Understanding Scalar Curvature: Key Differences and Properties

[snoopies622]

Is there any particular reason that scalar curvature is defined $$R = g^{ab}R_{ab}$$ instead of $$R = R^{ab}R_{ab}$$ ?

Do both scalars share the property that they are zero if and only if every component of $R^{a}_{bcd}$ is also zero?

 

[torquil]

The Ricci 2-tensor can be zero even though the Riemann 4-tensor isn't. The Ricci scalar gives the expected value of curvature when applied to e.g. a sphere, i.e. 1/r^2. If you are wondering why the Einstein 2-tensor uses that particular combination of the Ricci 2-tensor and Ricci scalar, just look up any derivation of the general theory of relativity.

Torquil

 

[snoopies622]

So the scalar $$R^{ab}R_{ab}$$ can be zero at a point where $$R^{a}_{bcd}$$ is not, whereas if $$g^{ab}R_{ab}$$ is zero at a point, then $$R^{a}_{bcd}$$ is always zero there as well?

 

[torquil]

No, I meant that R_ab can be zero when R_abcd is not. So both your scalars can be zero even when R_abcd is not.

Torquil

 

[snoopies622]

..both your scalars can be zero even when R_abcd is not.

Is this true even when all of the components of the metric tensor have the same sign? I ask because I was thinking about this matter in the context of geometric objects embedded in a higher-dimensional Euclidean space - not relativity, where one can have a vector with non-zero components and a zero norm.

 

[snoopies622]

I just discovered that the other scalar is called "the Kretschmann scalar".

http://en.wikipedia.org/wiki/Kretschmann_scalar

 

[torquil]

The only thing I know is that in einstein's gravity, the ricci 2-tensor can be zero even when the riemann 4-tensor isn't, and I think that the nonzero part of the riemann 4-tensor in that case is then called the weyl 4-tensor or conformal curvature tensor. This happens in empty parts of spacetime in einstein's theory.

"I just discovered that the other scalar is called "the Kretschmann scalar"."

This is the "square" of the riemann 4-tensor. But it is not the same as the square of the ricci 2-tensor you had in your original post. In Weinberg's "Gravitation and Cosmology" he states that there are 14 different curvature scalars in 4 spacetime dimensions. Naturally, he doesn't consider e.g. the square of the ricci scalar as a new curvature scalar, otherwise there would be an infinity of them.

Torquil

 

[snoopies622]

This is the "square" of the riemann 4-tensor. But it is not the same as the square of the ricci 2-tensor you had in your original post.

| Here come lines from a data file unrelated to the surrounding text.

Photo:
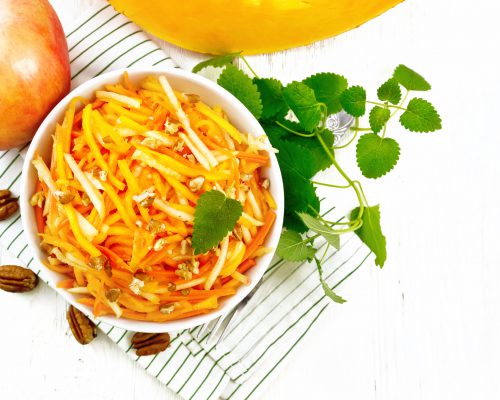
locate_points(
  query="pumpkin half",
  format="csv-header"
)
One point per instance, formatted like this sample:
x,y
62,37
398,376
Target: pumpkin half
x,y
251,26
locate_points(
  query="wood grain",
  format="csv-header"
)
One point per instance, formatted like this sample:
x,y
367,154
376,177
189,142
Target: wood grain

I assumed that since the Ricci 2-tensor is itself a contraction of the Riemann 4-tensor, contracting it again would produce the same result as contracting the 4-tensor all at once. (But I didn't actually test this.)

 

[torquil]

It's kind of like the difference between a sum of squares and the square of a sum.

Torquil

 

[snoopies622]

So - this may be something that I need to find out by experiment, but - outside of relativity, is there any reason that the scalar curvature $$g^{ab} R_{ab}$$ is better than the Kretschmann scalar $$R_{abcd} R ^ {abcd}$$? I ask only because - just looking at them - the Kretschmann one strikes me as a more natural choice. (Again I'm thinking only about situations where the metric is positive definite.)

Edit: I may have used the term "positive definite" incorrectly. I just meant the kind of metric such that the distance between any two points is always a positive real number.

 

[torquil]

As a simple test of the vanishing of the Riemann tensor, the Kretschmann would seem to be the best choice. And it is also the simplest one.

If I understand correctly, the Kretschmann would always be positive in your case (?), so it wouldn't distinguish between positive and negative curvatures.

Torquil

 

[snoopies622]

Ah, positive versus negative curvature - I hadn't thought of that. That would be a good thing for a scalar to tell us.